Monday, December 21, 2009

Picking up from where I left off

As the holidays approach, I wanted to post one more instalment from my painting dairies, before things get too busy. Also, to take a moment to express my gratitude for everyone who has supported me, took an interest in my work, and look for more to come in the new year. I wish you a very Merry Christmas and all the best in 2010!

Peace

A continuation from my painting dairies and so, for the next few years I painted…
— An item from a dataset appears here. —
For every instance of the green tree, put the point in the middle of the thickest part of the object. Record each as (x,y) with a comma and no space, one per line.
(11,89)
I would say the works that followed were studies. I began working on my technique and painted mainly from still life and photographs. Often I would cut dead flowers or bring branches and twigs into my studio and paint the same forms over and over again. But instead of painting the vase and the room the still life sat in, I would zoom in, like you do with a camera lens. Then layer the forms on top of one another, having them fill the entire canvas. The technique gives the spaces around the lines (negative spaces) as much importance as the line or the subject it’s self. I still use this device today although I don’t work with still life much anymore. From this period, I experimented a lot with in the same theme, but I would say it was not a cohesive body of work. I had some gems in the rough, sort of the way golfers describe that one great shot that brings them back. I had some paintings like that, glimpses of greatness. I had a great painting instructor at ACAD, Don Kottmann he was known around the college as the “hockey coach of painting”. Practice, practice, practice, how do you get better at painting he would ask… the answer paint. As I developed my studio practice and went on to teach myself, I found myself often using Don’s techniques with my own students, quick paintings to warm up follow by repetition, painting the same still life over and over again.